Chapter 5. Southeast Mexico
© Bert & Shari Frenz, 2003 All rights reserved.
(Bert) My turn for mechanical difficulties, again this year our Tailgunner has been kept busy fixing minor problems. In Villahermosa I could not engage the drive shaft disconnect on our SUV. This aftermarket device prevents the drive shaft from turning while the vehicle is being towed behind the motorhome. Dan got it realigned at the last campground, but now it is misaligned again. So I ride with Lee this morning to our birding site just outside the Mayan ruins of Palenque. The park like setting around the abandoned museum is a haven for birds and an ideal place to see them since the under story is cleared of all but a grassy lawn, giving us a clear view of the canopy. We find White-fronted Parrots, Black-crowned Tityras, Crimson-collared Tanagers, Black-cheeked Woodpeckers and many more. The names are interestingly descriptive, with the first part describing that unique body part - crown, collar, cheek - that has the color distinguishing it from other similar birds and the second part allocating it to a particular family. But there are confusing discrepancies: the Golden-fronted Woodpecker has a red front in the subspecies that occurs here. Some birds perch long enough to get them in my spotting scope and photograph them with my digital camera against the eyepiece. With my combination I get 15X magnification with the scope and 10X optical magnification with the camera, yielding a combination of 150X. The Keel-billed Toucan high in the 40-ft. tree is so close in the digital photo that I have a full-frame view of just its head and rainbow-colored bill. The process is hit and miss, since mechanical alignment, lighting, focus, f-stop and exposure time must be just right to get a good photo. Today I get excellent shots of the toucan, acceptable views of the Violaceous Trogon and mediocre pictures of the Buff-throated Saltator. Hiking one of the jungle trails takes us to a cascading waterfall, darkly exposed between the density of trees and vines. The trail is narrow though and the few birds we find are usually only seen by a couple of birders. We take another, much wider trail, and are more successful there. Two in particular interest me, in that they are lifers: a Chestnut-colored Woodpecker and a White-necked Jacobin. That this is the third year I have visited Palenque, each for nearly a week, and I still find new birds, attests to the diversity and profundity of this great birding site.

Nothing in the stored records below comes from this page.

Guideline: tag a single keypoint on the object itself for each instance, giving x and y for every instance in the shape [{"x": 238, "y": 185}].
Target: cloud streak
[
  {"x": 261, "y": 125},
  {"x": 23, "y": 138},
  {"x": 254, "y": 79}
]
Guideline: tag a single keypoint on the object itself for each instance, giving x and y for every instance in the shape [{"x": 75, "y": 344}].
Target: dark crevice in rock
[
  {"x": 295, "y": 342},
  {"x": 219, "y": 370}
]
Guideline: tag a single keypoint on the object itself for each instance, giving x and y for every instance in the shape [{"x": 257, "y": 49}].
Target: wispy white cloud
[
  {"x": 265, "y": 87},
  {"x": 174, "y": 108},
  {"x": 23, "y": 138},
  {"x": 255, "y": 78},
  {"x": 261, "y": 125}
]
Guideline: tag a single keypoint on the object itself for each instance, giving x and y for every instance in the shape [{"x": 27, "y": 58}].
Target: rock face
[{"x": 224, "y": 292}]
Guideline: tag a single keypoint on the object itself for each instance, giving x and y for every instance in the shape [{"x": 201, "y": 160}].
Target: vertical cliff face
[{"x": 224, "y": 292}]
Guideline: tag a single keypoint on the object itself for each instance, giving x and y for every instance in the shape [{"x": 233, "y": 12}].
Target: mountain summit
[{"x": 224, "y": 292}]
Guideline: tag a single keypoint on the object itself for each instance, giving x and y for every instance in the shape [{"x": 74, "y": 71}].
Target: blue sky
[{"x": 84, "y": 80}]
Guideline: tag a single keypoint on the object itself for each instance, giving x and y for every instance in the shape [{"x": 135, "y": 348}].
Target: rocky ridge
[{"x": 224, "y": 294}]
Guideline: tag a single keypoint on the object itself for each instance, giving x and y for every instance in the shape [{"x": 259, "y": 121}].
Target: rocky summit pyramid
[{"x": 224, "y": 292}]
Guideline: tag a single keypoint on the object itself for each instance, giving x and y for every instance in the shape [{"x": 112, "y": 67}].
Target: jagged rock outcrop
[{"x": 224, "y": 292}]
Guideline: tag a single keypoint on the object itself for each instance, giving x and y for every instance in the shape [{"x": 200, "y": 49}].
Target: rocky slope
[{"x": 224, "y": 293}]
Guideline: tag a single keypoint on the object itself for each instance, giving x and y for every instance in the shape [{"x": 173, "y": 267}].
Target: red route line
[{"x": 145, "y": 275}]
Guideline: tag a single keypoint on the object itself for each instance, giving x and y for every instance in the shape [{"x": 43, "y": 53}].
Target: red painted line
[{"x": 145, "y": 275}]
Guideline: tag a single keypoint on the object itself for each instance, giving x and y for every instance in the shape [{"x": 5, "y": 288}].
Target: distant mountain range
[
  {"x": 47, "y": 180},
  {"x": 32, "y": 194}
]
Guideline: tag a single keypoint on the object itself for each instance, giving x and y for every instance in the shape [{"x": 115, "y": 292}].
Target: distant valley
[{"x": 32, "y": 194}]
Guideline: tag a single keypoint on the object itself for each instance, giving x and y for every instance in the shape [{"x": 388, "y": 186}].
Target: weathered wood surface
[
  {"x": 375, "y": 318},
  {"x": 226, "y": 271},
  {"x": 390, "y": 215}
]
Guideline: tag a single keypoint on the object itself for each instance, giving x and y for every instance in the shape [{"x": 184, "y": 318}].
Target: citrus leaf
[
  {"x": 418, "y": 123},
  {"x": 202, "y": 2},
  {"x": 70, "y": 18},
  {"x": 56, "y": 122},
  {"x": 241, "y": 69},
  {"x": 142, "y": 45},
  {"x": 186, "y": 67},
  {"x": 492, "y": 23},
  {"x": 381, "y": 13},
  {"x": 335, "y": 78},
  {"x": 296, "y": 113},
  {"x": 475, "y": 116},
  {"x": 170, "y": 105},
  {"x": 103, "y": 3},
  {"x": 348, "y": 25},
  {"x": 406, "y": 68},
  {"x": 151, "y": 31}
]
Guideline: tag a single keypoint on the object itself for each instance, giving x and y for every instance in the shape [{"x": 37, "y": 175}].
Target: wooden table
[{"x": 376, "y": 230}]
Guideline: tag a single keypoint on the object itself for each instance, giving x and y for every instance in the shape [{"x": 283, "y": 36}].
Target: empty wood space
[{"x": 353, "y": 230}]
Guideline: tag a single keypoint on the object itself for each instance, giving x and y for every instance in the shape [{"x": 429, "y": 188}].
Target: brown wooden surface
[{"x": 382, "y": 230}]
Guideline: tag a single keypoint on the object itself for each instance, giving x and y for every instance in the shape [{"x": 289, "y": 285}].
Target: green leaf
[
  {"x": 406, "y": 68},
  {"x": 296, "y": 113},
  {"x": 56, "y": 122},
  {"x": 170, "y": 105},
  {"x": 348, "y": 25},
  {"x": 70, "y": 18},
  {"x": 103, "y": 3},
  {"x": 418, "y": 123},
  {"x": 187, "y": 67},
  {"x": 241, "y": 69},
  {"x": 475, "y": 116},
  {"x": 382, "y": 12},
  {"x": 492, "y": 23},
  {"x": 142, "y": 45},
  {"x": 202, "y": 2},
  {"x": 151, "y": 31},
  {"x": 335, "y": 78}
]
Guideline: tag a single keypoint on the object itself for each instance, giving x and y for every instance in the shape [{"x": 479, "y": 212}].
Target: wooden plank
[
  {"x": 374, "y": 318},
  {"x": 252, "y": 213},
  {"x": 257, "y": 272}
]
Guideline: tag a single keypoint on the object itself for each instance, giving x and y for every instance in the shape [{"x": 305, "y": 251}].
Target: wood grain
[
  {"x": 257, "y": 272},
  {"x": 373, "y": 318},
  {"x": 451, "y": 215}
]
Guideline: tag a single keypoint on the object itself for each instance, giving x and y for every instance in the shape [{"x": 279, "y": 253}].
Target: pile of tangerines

(Shari) "What is that noise?" I ask Bert as we drive down the driveway at the campground. His response is to step on the accelerator, and the noise disappears for a few seconds only to come back as we enter the road. Now the noise gets worse and I repeat my concern about stopping the car before we get too far. We back up and drive to a grassy spot back at the campground. For the next three hours Bert, then Coen, and later joined by Dan, peer and poke and test the car to no avail. They miss the first part of our Valentine's Party but tell me at least they know what is wrong. Well, I knew that a few days ago: the disconnect does not work!!!!!! Dan is going to try to jury rig it on Sunday. Thankfully, the Valentine's Party is in full swing and I have no time to think about the car problem. Pat and I worked out yet another fun party and I will never know what to do without her on future trips. This is her fourth time helping me with these socials. I think this is the best year as far as our rhyming words go. All of the groups put together great poems, but the best performance, no hands barred, goes to the "Jays" with Lee, Steve, Cecile and Carolyn. I think ours is the best, until I hear theirs. After our fun and games, we are starved and can hardly wait for Carolyn to bring out her dish to begin the potluck. Chanting "Carolyn, Carolyn, Carolyn" the group gives a great loud cheer when she appears. Finally we can dig into the casseroles, salads, vegetables and desserts lined up on the row of tables.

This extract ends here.